Am liebsten würde sie noch einmal auf ihn einprügeln, doch schon jetzt hatte sie keine Kraft mehr und außerdem war die sich langsam zersetzende Kleidung an seinen Gebeinen Genugtuung genug. Sie blickte noch einmal in seine leblosen blutleeren Augen. Ihn konnte sie ruhig noch ein paar Minuten einweichen lassen. Wenn sie es sich recht überlegte würde Sie ihn noch ein paar Tage ziehen lassen. Vielleicht würde die Säure die Schandflecken auf seiner Seele und die Schatten seiner sündhaften Vergangenheit ausbleichen.
Vorsichtig legte Pam das Kleid in das Marmorwaschbecken und tränkte es in klarem Wasser. Sie wusch und schrubbte, bis es endlich makellos rein war. Ein kaltes Lächeln breitet über ihr makelfreies Gesicht und legte die darunter liegenden perlweiß-strahlenden Zähne frei.

 

Hallo toffy und herzlich willkommen auf kg.de. :)

Als Einstand ist deine Geschichte gar nicht mal schlecht. Wobei ich das erst sagen kann, nachdem ich sie zu Ende gelesen hatte. Am Anfang fand ich den Stil nämlich nicht besonders gelungen und wenn ich mich dort auch nicht "durchquälen" musste, so hat mich die Geschichte in den ersten Ansätzen doch nicht unbedingt zum Weiterlesen animiert. Ich kann leider nur versuchen, das, was mich gestört hat, zu umreißen. Denn es ist mehr ein Bauchgefühl.

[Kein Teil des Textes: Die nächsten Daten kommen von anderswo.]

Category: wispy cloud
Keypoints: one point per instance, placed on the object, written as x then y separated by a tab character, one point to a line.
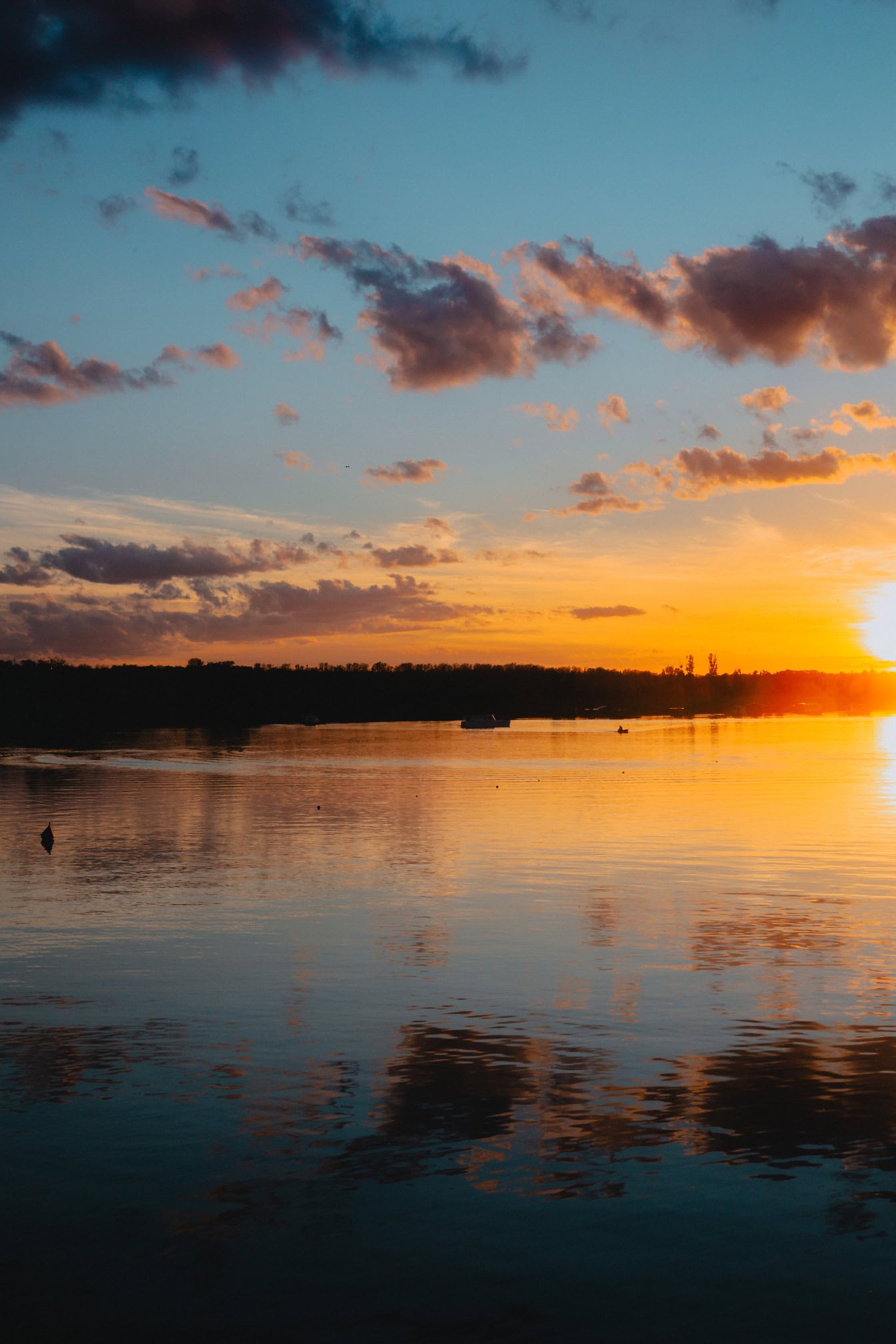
438	324
613	411
551	414
595	613
406	472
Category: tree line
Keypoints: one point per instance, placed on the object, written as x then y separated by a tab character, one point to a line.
49	698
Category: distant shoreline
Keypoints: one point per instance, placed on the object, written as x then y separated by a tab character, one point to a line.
50	699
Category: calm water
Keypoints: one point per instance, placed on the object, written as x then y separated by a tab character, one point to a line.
399	1033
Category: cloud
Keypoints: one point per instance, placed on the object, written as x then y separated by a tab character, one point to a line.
23	571
406	472
439	526
218	355
287	415
199	275
551	414
112	209
185	165
704	471
308	325
599	497
836	299
593	613
442	324
829	190
191	211
320	214
766	399
92	53
96	561
271	611
293	459
43	375
867	414
411	557
255	296
613	410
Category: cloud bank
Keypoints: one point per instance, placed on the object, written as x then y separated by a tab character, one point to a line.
93	53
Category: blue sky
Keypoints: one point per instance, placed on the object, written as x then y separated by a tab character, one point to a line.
651	133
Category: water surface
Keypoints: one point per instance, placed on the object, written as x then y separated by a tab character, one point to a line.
399	1033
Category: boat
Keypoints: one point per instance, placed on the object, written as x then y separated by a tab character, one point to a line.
484	721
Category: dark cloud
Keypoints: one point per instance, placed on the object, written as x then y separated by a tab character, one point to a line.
308	325
406	472
132	562
191	211
257	227
441	324
185	165
599	497
93	53
836	299
211	215
829	190
317	213
411	557
593	613
709	471
272	611
111	209
45	375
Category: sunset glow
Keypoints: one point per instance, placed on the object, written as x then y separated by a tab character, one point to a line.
375	369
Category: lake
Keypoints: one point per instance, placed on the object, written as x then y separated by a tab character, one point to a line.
401	1033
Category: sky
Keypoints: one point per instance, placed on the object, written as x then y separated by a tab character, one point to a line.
489	331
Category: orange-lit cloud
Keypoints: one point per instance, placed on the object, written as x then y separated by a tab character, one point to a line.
703	471
257	296
411	557
442	324
551	414
439	526
836	299
613	411
594	613
191	211
407	472
868	415
766	399
45	375
272	611
599	497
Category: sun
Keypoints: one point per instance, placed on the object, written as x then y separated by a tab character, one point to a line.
880	625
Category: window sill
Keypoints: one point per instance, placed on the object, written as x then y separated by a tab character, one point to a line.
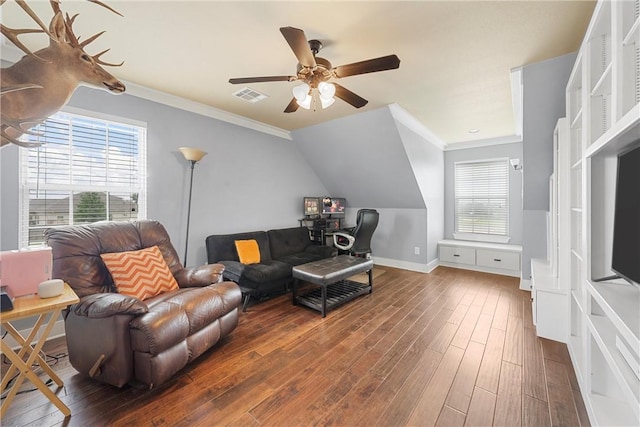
489	238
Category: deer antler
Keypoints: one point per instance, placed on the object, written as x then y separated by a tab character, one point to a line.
75	41
14	34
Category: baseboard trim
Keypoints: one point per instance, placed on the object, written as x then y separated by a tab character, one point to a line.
405	265
525	285
56	332
481	269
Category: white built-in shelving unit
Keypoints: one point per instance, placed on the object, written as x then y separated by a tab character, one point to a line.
603	117
550	276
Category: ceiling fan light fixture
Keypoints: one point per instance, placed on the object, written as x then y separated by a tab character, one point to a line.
327	102
327	90
306	102
301	92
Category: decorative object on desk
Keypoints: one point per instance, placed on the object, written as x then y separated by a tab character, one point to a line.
193	155
41	83
315	72
6	298
23	270
50	288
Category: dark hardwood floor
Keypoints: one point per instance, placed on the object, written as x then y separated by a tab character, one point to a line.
449	348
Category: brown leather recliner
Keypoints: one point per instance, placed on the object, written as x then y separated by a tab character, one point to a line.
116	338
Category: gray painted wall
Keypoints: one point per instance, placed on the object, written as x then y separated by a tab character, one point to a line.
361	157
248	181
376	162
427	163
512	151
544	85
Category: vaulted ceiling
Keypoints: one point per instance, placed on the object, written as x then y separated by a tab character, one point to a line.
456	56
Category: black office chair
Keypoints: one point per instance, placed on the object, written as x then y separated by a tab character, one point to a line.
357	241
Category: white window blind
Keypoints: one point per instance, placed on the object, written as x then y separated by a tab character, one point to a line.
482	197
86	170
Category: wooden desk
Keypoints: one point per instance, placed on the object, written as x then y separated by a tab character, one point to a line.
44	308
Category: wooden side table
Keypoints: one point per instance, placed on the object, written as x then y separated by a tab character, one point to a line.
28	306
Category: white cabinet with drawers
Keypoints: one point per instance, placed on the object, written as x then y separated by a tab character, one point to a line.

Mir persönlich war der Stil zu Beginn zu schwülstig, in Teilen zu ausführlich, zu sehr gespickt mit Adjektiven. Ich selbst bin eher ein Fan von Adjektiven, wenn sie helfen, eine Stimmung oder eine Atmosphäre zu verdeutlichen oder wesentliche Merkmale einer Person darzustellen. Aber hier kam es mir zu dicke. In jedem Satz fünf bis zehn Adjektive (Achtung: Übertreibung ;) ) sind auch mir zu viel. Das kann aber tatsächlich subjektives Empfinden sein. Beispiel: Bei Effie Briest, das wir eigentlich für die Schule lesen mussten, kam ich nie über die ersten beiden Seiten hinaus. Andere halten es für hohe und wertvolle Literatur. :sick: :D

Ich denke aber, dass du so oder so die Spannung im ersten Teil deutlich steigern könntest. Das Wetter ist eigentlich uninteressant für deine Geschichte. Zumindest ist der Raum, den du dem "Wetterbericht" gegeben hast, eindeutig zu groß in der Relation. Dagegen würde ein bisschen mehr Handlung - und sei es auch in den Gedanken der Protagonistin - der Geschichte ein bisschen mehr Würze und Lebendigkeit verschaffen. Du könntest die Frau weitergehend charakterisieren. Dabei bräuchtest du gar nicht auf die Pointe am Schluss verzichten oder sie vorwegnehmen. Einfach den Widerspruch, den sie in sich vereint, ein bisschen ausbauen und genauer darstellen. Dafür Naturbetrachtungen zurückfahren.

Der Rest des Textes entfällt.